A computer processes data in sequence and stores memory in a separate unit, whereas the brain processes data both in sequence and simultaneously and stores memories in synapses all over the system.

The NIST synapse is a Josephson junction. These junctions are a sandwich of superconducting materials with an insulator as a filling. Voltage spikes are produced when electrical current through the junction exceeds the critical current. The synapse uses standard niobium electrodes, but has a filling made of nanoscale clusters of manganese in a silicon matrix.

The nanoclusters act like tiny bar magnets with spins that can be oriented either randomly or in a coordinated manner.

"These are customised Josephson junctions," Schneider explains. "We can control the number of nanoclusters pointing in the same direction, which affects the superconducting properties of the junction."

The synapse rests in a superconducting state, except when it's activated by incoming current.

Researchers apply current pulses in a magnetic field, so a number of nanoclusters point in the same direction – in other words, increase the magnetic ordering. This magnetic effect is said to gradually reduce the critical current level, making it easier to create a normal conductor and produce voltage spikes.

Pulses can also be applied without a magnetic field to reduce the magnetic ordering and raise the critical current. This design, in which different inputs alter the spin alignment and resulting output signals, is apparently similar to how the brain operates.

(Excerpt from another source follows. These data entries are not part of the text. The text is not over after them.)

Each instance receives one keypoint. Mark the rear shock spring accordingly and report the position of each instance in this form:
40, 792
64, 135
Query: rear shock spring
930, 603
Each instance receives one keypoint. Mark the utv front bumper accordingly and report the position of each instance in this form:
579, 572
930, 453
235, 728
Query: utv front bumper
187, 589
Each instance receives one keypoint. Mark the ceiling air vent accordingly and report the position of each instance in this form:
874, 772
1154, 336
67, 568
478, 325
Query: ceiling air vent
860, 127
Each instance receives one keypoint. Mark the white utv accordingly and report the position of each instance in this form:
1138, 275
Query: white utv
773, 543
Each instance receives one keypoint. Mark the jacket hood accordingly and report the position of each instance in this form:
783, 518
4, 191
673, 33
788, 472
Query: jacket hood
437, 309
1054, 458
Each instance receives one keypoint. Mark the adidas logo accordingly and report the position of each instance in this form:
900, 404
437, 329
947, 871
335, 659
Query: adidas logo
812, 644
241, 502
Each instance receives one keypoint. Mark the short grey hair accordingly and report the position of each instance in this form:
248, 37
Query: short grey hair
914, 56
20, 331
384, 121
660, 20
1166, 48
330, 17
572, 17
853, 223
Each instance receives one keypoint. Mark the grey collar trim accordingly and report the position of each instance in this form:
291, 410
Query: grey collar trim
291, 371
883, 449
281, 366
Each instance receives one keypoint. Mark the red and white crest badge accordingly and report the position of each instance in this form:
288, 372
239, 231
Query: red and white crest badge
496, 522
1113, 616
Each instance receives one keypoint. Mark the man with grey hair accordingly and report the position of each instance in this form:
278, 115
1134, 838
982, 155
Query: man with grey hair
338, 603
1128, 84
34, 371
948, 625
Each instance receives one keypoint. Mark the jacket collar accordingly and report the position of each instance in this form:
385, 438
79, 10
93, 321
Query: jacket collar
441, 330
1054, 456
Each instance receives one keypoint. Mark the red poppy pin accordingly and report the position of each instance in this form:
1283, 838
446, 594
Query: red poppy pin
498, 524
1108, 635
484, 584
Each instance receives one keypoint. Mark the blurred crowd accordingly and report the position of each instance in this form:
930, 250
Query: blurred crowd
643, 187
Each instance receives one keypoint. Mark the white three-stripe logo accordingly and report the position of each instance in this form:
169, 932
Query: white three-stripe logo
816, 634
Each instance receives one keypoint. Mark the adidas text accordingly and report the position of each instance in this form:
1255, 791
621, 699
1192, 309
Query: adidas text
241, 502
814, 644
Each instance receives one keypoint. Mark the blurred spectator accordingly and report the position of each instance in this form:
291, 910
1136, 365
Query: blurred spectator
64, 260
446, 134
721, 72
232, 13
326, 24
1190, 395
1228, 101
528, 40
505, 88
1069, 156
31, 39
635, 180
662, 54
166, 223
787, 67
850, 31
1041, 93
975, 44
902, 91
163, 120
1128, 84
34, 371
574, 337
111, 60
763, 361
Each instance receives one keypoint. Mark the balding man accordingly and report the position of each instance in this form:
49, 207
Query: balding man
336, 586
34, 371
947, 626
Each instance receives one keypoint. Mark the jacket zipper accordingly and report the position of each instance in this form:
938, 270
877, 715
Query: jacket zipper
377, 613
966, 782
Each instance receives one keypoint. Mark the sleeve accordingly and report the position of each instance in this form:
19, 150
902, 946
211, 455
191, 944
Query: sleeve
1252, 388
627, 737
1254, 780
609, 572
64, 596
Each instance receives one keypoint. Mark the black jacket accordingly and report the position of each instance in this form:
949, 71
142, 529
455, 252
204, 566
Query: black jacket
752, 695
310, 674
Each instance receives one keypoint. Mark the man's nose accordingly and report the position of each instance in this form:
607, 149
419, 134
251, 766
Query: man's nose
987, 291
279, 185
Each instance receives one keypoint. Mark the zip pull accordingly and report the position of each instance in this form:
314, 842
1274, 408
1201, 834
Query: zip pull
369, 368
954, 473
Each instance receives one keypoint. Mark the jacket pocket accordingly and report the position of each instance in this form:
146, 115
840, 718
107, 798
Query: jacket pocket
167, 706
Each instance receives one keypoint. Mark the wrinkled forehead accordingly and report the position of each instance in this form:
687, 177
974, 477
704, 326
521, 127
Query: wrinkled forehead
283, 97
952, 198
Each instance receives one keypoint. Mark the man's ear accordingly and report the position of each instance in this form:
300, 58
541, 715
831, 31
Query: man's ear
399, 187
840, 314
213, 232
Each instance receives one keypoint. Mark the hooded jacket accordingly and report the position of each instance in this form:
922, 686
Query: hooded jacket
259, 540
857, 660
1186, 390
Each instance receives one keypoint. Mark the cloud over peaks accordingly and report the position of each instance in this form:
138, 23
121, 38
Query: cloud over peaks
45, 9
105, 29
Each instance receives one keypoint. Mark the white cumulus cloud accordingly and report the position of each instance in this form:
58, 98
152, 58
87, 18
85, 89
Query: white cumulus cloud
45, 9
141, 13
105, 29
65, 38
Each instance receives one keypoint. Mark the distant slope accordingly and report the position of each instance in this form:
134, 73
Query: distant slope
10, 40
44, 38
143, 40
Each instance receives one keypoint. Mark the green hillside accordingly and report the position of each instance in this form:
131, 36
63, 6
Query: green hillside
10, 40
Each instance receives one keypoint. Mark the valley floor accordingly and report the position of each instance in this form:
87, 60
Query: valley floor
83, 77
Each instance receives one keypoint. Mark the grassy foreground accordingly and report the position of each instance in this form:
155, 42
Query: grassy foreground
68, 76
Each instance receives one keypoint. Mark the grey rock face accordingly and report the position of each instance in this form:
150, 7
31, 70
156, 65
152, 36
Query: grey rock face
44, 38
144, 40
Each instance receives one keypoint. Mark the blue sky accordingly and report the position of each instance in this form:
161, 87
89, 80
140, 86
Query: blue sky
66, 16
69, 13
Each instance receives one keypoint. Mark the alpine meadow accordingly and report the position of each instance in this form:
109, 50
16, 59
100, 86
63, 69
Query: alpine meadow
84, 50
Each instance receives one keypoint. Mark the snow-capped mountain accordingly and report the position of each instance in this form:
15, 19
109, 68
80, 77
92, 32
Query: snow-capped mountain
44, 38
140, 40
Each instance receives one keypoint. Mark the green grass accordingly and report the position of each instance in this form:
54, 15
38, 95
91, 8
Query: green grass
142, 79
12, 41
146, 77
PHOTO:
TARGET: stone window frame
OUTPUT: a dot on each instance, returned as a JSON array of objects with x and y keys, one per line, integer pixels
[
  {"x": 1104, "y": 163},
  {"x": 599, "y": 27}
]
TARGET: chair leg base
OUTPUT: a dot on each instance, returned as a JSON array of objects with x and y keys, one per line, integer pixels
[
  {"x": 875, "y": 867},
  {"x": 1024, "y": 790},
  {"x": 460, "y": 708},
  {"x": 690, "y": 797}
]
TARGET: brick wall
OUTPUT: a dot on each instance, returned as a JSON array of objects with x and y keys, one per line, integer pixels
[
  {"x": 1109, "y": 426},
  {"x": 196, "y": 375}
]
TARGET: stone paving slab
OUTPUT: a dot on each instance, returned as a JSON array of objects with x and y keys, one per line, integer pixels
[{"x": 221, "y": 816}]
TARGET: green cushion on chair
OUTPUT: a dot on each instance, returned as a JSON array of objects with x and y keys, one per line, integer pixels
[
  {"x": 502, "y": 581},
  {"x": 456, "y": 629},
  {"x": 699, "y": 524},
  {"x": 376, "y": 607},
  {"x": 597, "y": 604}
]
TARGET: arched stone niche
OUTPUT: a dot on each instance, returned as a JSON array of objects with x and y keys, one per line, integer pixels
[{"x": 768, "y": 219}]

Synapse behaviour can also be tuned by changing how the device is made and its operating temperature. NIST says it can reduce the pulse energy needed to raise or lower the magnetic order of the device by making the nanoclusters smaller.

The synapses can also be stacked in 3D to make large systems, which the team believe could be used for computing. The researchers say they have created a circuit model to simulate how such a system would operate.

The NIST team hope that its synapse could pave the way for a more complex neuromorphic system, than the ones which have already been demonstrated with other technologies.